Papa Francesco ha la
popolarità che merita, più di tanti leader e star del nostro tempo; ma limitarsi
ad applaudirlo non basta. Soprattutto va sostenuto, e ci sono mille modi per
farlo. È necessario perchè ha un compito immane e, nonostante le
folle che lo acclamano, rischia la solitudine. Non sono pochi – curiali,
ecclesiastici e politici conservatori dal volto serafico – che gli remano
contro. È la resistenza di chi non vuole rinunciare alle certezze e ai consolidati
privilegi personali e di categoria.
Mesi fa a Roma non ho visto
la sua enciclica esposta in alcuna delle numerose parrocchie; l’ho trovata invece
da Feltrinelli, evidenziata come il libro più richiesto del momento.

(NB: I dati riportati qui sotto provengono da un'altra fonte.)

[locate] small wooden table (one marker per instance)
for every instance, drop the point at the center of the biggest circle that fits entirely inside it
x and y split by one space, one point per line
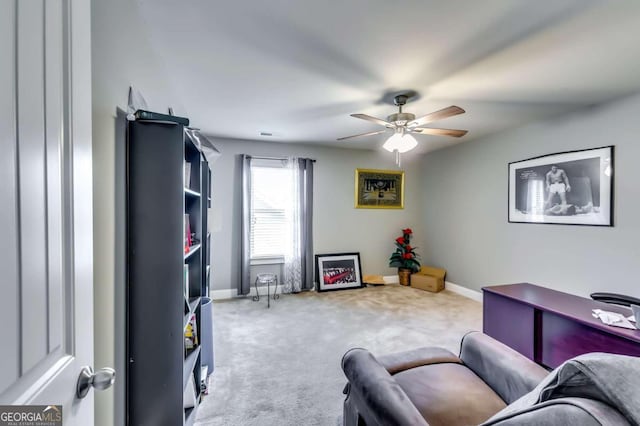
550 327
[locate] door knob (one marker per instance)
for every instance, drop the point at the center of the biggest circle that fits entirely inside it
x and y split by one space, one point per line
100 380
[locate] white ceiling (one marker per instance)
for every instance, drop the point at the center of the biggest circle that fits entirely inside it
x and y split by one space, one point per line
299 68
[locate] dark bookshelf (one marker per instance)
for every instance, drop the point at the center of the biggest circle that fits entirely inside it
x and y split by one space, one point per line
160 194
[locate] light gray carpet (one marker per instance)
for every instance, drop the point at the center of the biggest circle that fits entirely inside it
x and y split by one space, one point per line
282 366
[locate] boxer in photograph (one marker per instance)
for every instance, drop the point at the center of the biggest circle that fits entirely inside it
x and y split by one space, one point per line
557 183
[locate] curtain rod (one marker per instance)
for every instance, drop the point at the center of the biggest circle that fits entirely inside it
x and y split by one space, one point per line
274 158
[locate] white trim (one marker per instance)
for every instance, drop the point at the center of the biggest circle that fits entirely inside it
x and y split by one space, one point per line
463 291
232 293
391 279
267 260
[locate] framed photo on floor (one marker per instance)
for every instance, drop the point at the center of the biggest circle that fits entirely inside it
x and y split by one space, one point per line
379 189
338 271
573 188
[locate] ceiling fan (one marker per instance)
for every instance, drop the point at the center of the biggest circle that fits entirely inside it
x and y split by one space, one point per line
403 124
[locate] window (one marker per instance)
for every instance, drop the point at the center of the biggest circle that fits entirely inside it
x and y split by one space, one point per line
271 198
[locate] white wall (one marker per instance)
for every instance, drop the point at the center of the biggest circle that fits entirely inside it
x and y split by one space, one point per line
121 56
465 209
338 225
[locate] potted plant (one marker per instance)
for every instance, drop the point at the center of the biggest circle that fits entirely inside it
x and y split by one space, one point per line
405 257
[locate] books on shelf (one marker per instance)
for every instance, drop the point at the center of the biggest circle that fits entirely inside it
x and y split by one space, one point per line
185 282
204 372
187 233
191 334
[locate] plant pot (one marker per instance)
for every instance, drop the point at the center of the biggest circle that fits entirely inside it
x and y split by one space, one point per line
404 276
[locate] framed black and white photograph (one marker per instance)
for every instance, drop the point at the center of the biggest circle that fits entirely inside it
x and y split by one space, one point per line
574 188
338 271
379 189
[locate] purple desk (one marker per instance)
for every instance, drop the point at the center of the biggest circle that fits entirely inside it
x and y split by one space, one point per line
549 326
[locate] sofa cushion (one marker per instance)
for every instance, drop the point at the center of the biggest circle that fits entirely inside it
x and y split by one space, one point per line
449 394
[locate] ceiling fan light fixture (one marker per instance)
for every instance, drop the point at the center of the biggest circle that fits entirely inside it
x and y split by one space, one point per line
401 142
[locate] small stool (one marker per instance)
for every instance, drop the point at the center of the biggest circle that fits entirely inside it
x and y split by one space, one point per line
267 279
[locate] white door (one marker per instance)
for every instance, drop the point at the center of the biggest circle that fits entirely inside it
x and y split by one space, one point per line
46 248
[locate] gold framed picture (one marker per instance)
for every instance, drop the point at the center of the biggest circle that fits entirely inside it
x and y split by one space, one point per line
379 189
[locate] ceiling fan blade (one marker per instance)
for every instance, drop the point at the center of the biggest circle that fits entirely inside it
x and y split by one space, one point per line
373 120
377 132
441 132
437 115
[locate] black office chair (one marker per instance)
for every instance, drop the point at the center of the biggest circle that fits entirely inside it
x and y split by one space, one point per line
616 299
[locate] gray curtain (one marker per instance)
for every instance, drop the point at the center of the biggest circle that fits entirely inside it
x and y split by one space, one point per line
305 166
244 284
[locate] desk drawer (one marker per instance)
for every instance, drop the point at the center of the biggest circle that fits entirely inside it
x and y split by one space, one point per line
509 322
563 339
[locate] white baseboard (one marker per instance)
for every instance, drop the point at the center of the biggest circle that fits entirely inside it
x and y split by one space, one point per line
463 291
232 293
391 279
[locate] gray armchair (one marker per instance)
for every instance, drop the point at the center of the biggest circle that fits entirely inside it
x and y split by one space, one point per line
483 385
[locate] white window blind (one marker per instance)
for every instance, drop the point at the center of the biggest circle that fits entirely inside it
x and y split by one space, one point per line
271 197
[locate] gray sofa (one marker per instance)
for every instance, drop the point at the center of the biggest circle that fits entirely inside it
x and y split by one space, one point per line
487 384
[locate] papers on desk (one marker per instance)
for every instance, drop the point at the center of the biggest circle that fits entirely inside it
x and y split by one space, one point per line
614 319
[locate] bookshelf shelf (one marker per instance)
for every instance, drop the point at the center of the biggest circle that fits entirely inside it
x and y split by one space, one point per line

Eppure in quella
enciclica, apparentemente innocua, c’è il capovolgimento di un’ottica: non
"la carità nella verità", ma "la verità nella carità", cioè
il rispetto dovuto a ogni uomo nella sua specificità culturale, ideologica e
comportamentale – il Gesù insomma che parla con la prostituta e il povero, ma
non riesce a comunicare con il fariseo e il presuntuoso sacerdote della dottrina
dogmatica e del potere.
Dovremmo accompagnare questa
rivoluzione appena avviata nella chiesa, nella società civile e nella politica.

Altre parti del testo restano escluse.